Когда мисс Айронвуд подняла руку, чтобы постучаться, Джейн подумала: «Берегись! Не дай себя провести! Не успеешь оглянуться, и станешь одной из его поклонниц!» Додумывала она это, уже войдя в комнату. Там было очень светло, словно стены состояли из одних окон, и очень тепло — в камине горел огонь. Все было или голубое, или синее. Джейн вздрогнула, увидев, что мисс Айронвуд присела в реверансе, и быстро сказала себе: «Не буду. Не могу!» Действительно, она давно разучилась.
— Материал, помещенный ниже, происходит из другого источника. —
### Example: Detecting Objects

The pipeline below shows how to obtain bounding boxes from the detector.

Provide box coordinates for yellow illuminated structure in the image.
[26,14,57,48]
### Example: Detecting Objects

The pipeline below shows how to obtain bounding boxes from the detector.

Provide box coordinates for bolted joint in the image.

— Джейн Стэддок пришла, сэр, — сказала мисс Айронвуд.
Джейн подняла глаза, и мир рухнул.
На тахте лежал очень молодой человек с забинтованной ногой. По длинному подоконнику ходила ручная галка. Слабые отблески огня и яркие отблески солнца играли на потолке, но казалось, что все они золотят волосы и бороду странного человека.
Конечно, молодым он не был. Он просто был очень сильным. Она думала увидеть калеку, а сейчас ей казалось, что плечи его вынесли бы тяжесть всего этого дома. Мисс Айронвуд стала маленькой, старой, бесцветной и легкой, как одуванчик.
Тахта находилась на помосте, туда вела ступенька. Сзади мерцало что-то синее (потом Джейн узнала, что это просто ковер), и казалось, что ты — в тронном зале. Она бы не поверила, если бы ей об этом рассказали, но за окном не было ни деревьев, ни домов, ни холмов, словно она и этот человек — на башне, высоко над всеми.
Боль иногда искажала его лицо, но спокойствие ее поглощало, как поглощает молнию ночная тьма. Нет, он совсем не молодой, думала Джейн. И не старый. Вздрогнув от страха, она поняла, что у него вообще нет возраста. Раньше ей казалось, что борода идет только седым людям; но она просто забыла короля Артура и царя Соломона, которых так любила в детстве. При имени «Соломон» на нее хлынуло все, что она знала о сверкающем, словно солнце, мудреце, возлюбленном и волшебнике. Впервые за много лет она ощутила то, что связано со словами «король» и «царь», — силу, супружество, священство, милость и власть. Она забыла, что немножко сердится на хозяйку и сильно сердится на Марка; забыла свой народ{85} и дом отца своего. Конечно, только на минуту — она сразу пришла в себя, стала нормальной, светской и устыдилась, что так нагло смотрит на незнакомого человека. Но мир ее рухнул, и она это знала. Теперь могло случиться все, что угодно.
— Спасибо, Грейс, — сказал незнакомый человек, и голос его тоже походил на золото и солнце. Ведь золото не только прекрасно, но и весомо; солнце не только играет на уютных английских стенах, оно порождает и убивает жизнь.
— Простите, что не встаю, миссис Стэддок, — сказал человек. — У меня болит нога.
И Джейн услышала, что отвечает мягко и чисто, как мисс Айронвуд:
— Пожалуйста, сэр.
Она хотела беззаботно поздороваться, чтобы замять свою неловкость, но сказала почему-то эти слова. Потом она поняла, что сидит у тахты. Она дрожала, ее почти трясло, она надеялась, что не разрыдается, и сможет говорить, и не сделает какой-нибудь глупости. Мир ее рухнул, и случиться могло все.
— Остаться мне, сэр? — спросила мисс Айронвуд.
— Нет, Грейс, — сказал золотобородый. — Не надо. Спасибо.
«Вот оно, — думала Джейн, — сейчас, сейчас, сейчас…»
Он мог спросить что угодно, и она могла что угодно сделать, только сопротивляться не могла и знала, что не может.
2
Несколько минут она не понимала, что он говорит, — не от рассеянности, а от предельной сосредоточенности. Каждая его интонация, каждый жест, каждый взгляд поражали ее (нет, как могла она подумать, что он молод?), и она поняла, что совсем оглохла, только тогда, когда он умолк, ожидая ответа.